Uma vida regrada por certos preceitos e pela a obediência a determinado modo de vida, que funcionava no catolicismo e nos tipos de pentecostalismos mais elementares como procedimento para o desfrute do paraíso posterior a esta vida, dá lugar a procedimentos rituais efetivados ao longo dos cultos, nos quais, através da fé, as pessoas exigem de Deus aquilo que para elas é um direito, curas, milagres e prosperidade, ensejando as benesses do reino de felicidade prometido para a segunda vinda de Cristo.

Apesar de compor a agenda semanal de reuniões da IMPD e orientar práticas nelas efetivadas, o tema da prosperidade não é alardeado nos púlpitos da igreja como, por exemplo, o tema da cura, que levanta polêmica sobre a tipificação da IMPD diante dos critérios de classificação de igrejas pentecostais em voga no campo acadêmico.

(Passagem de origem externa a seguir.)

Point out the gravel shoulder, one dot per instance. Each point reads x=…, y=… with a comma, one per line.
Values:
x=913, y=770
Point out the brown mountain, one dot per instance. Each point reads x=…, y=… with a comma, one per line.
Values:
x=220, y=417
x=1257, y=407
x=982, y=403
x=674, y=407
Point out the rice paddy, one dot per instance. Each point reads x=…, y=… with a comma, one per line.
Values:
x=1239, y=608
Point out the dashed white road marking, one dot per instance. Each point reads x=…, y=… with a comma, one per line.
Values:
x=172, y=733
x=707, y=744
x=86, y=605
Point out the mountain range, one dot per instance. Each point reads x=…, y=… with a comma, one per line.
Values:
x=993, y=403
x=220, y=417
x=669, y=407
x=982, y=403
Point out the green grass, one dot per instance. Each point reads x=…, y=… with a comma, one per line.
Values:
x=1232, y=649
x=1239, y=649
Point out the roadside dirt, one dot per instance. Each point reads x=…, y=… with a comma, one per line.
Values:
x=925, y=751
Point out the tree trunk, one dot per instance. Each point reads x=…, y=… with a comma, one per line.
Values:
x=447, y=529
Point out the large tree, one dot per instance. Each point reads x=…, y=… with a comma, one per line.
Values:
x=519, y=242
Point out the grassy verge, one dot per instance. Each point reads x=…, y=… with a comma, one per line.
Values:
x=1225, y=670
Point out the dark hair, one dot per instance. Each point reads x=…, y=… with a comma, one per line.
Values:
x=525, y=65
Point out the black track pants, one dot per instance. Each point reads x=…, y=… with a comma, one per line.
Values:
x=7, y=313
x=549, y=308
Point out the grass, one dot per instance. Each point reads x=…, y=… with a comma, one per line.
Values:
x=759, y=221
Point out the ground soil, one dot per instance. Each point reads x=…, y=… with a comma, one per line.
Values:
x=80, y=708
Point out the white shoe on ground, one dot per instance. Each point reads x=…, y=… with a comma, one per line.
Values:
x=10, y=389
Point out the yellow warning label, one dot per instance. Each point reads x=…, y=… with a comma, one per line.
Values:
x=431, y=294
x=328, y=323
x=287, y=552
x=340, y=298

Embora o problema acerca do qual disserto neste trabalho também levante polêmica sobre a tipificação da IMPD, tive outro foco e parti da análise de outros elementos.

O problema aqui apresentado consiste em compreender a noção de humilhação, recorrentemente empregada nas reuniões da IMPD de Juazeiro do Norte e que figura entre o leque de subcategorias do sofrimento, e como ela se ajusta (ou não) à Teologia da Prosperidade. Nas seções seguintes, dedico-me à verificação da hipótese levantada inicialmente de que, no contexto das práticas religiosas da IMPD, a noção de humilhação poderia representar uma brecha na Teologia da Prosperidade.